Topology independent protein structural alignment
1 Department of Bioengineering, University of Illinois at Chicago, Chicago, IL 60607-7052, USA
2 Department of Computer Science, University of Illinois at Chicago, Chicago, IL 60607-7053, USA
BMC Bioinformatics 2007, 8:388 doi:10.1186/1471-2105-8-388Published: 15 October 2007
Identifying structurally similar proteins with different chain topologies can aid studies in homology modeling, protein folding, protein design, and protein evolution. These include circular permuted protein structures, and the more general cases of non-cyclic permutations between similar structures, which are related by non-topological rearrangement beyond circular permutation. We present a method based on an approximation algorithm that finds sequence-order independent structural alignments that are close to optimal. We formulate the structural alignment problem as a special case of the maximum-weight independent set problem, and solve this computationally intensive problem approximately by iteratively solving relaxations of a corresponding integer programming problem. The resulting structural alignment is sequence order independent. Our method is also insensitive to insertions, deletions, and gaps.

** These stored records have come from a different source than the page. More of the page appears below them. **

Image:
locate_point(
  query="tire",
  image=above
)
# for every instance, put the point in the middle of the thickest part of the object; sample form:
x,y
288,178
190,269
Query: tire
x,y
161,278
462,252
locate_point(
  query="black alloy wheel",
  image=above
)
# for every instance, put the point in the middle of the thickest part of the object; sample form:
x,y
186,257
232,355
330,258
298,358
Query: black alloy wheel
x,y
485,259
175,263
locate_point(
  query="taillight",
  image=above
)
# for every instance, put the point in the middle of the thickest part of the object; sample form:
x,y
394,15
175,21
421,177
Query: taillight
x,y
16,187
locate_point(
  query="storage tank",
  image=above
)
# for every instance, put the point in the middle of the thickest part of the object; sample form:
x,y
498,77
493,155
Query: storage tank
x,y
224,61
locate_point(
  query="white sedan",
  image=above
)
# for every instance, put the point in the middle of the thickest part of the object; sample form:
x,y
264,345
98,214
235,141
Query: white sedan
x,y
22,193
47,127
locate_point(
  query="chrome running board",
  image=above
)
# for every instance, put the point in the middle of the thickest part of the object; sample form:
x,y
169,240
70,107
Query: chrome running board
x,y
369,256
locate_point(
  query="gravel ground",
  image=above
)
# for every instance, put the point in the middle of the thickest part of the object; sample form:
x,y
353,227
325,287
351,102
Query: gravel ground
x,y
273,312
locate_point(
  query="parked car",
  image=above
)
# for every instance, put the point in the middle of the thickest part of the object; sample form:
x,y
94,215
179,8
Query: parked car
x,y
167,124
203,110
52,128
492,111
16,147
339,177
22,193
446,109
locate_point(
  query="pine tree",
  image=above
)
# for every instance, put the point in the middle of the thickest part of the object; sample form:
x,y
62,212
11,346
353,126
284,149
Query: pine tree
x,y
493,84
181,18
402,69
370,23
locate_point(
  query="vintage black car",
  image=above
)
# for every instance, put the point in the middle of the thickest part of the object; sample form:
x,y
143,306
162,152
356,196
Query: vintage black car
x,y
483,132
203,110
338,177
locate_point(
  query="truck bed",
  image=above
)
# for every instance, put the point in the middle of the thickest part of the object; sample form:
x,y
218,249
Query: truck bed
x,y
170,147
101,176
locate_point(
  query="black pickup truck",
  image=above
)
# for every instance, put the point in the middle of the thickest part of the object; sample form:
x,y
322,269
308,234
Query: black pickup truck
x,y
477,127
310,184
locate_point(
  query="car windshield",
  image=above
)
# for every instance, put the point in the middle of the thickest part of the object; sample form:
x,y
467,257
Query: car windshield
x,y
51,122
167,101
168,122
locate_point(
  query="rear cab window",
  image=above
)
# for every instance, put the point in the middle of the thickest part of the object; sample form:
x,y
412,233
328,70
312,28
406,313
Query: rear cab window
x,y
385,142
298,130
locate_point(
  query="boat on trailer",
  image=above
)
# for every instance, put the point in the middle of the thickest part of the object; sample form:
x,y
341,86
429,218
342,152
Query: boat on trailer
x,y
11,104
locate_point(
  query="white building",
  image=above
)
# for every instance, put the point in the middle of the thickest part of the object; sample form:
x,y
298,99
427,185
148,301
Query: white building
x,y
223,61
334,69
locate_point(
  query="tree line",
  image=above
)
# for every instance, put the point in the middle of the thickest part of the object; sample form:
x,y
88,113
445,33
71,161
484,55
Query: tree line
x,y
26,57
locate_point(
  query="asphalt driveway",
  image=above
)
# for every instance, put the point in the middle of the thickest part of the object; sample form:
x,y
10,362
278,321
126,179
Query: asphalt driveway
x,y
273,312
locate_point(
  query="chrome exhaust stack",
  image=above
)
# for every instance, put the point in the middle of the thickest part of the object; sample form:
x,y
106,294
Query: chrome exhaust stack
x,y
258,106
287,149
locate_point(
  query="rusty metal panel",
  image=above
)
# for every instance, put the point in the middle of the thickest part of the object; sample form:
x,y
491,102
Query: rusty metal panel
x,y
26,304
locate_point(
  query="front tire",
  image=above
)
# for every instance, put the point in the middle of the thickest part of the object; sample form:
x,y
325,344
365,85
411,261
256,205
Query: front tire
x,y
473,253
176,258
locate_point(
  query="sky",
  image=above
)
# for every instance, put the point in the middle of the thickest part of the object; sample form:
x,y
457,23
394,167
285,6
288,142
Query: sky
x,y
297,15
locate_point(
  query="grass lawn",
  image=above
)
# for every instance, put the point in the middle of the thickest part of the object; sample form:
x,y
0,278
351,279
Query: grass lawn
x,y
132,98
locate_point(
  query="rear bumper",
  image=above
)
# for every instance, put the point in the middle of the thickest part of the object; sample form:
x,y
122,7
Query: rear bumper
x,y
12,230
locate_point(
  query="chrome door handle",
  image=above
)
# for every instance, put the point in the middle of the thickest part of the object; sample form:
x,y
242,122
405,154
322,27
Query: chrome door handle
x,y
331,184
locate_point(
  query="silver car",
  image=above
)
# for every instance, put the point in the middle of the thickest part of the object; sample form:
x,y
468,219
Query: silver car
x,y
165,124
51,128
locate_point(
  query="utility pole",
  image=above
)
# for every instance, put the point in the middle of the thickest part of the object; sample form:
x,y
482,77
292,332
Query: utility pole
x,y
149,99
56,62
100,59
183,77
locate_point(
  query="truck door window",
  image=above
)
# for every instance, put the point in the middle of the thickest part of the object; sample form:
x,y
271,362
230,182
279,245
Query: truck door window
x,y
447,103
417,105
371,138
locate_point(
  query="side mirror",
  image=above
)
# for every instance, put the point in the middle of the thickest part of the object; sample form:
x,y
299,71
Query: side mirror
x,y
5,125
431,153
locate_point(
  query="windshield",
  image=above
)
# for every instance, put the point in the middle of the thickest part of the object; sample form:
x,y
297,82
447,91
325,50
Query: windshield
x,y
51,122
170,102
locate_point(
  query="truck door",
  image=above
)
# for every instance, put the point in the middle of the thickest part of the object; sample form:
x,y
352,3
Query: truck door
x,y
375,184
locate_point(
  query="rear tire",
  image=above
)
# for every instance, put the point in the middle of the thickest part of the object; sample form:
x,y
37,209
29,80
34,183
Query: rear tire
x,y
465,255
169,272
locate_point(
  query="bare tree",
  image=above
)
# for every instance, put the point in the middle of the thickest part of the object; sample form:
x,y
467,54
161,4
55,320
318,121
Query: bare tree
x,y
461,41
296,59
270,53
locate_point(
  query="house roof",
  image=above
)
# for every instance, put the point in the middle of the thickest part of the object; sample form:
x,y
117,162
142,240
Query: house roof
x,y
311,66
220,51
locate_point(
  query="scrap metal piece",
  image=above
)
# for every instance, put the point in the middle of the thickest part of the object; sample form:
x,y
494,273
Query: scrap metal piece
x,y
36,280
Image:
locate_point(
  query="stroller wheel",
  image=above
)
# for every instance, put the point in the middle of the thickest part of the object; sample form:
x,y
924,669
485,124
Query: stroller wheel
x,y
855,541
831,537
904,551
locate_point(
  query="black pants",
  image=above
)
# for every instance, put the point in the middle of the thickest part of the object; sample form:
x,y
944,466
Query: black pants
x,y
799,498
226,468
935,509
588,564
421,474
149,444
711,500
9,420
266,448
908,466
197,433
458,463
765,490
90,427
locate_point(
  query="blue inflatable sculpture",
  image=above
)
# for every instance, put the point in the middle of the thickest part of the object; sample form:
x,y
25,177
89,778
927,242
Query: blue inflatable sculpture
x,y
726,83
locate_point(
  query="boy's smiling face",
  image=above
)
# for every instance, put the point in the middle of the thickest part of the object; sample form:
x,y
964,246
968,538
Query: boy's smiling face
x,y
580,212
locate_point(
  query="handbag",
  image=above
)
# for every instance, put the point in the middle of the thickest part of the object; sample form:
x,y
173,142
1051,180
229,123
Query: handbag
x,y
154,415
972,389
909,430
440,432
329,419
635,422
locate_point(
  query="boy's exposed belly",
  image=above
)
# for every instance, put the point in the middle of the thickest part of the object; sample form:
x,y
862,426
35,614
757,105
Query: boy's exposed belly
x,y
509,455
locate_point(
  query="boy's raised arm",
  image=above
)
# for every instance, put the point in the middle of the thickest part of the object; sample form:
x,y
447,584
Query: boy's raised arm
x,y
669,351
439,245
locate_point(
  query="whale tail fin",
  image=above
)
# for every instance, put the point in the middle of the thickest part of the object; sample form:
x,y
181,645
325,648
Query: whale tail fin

Using a novel similarity score and a statistical model for significance p-value, we are able to discover previously unknown circular permuted proteins between nucleoplasmin-core protein and auxin binding protein, between aspartate rasemase and 3-dehydrogenate dehydralase, as well as between migration inhibition factor and arginine repressor which involves an additional strand-swapping. We also report the finding of non-cyclic permuted protein structures existing in nature between AML1/core binding factor and ribofalvin synthase. Our method can be used for large scale alignment of protein structures regardless of the topology.
The approximation algorithm introduced in this work can find good solutions for the problem of protein structure alignment. Furthermore, this algorithm can detect topological differences between two spatially similar protein structures. The alignment between MIF and the arginine repressor demonstrates our algorithm's ability to detect structural similarities even when spatial rearrangement of structural units has occurred. The effectiveness of our method is also demonstrated by the discovery of previously unknown circular permutations. In addition, we report in this study the finding of a naturally occurring non-cyclic permuted protein between AML1/Core Binding Factor chain F and riboflavin synthase chain A.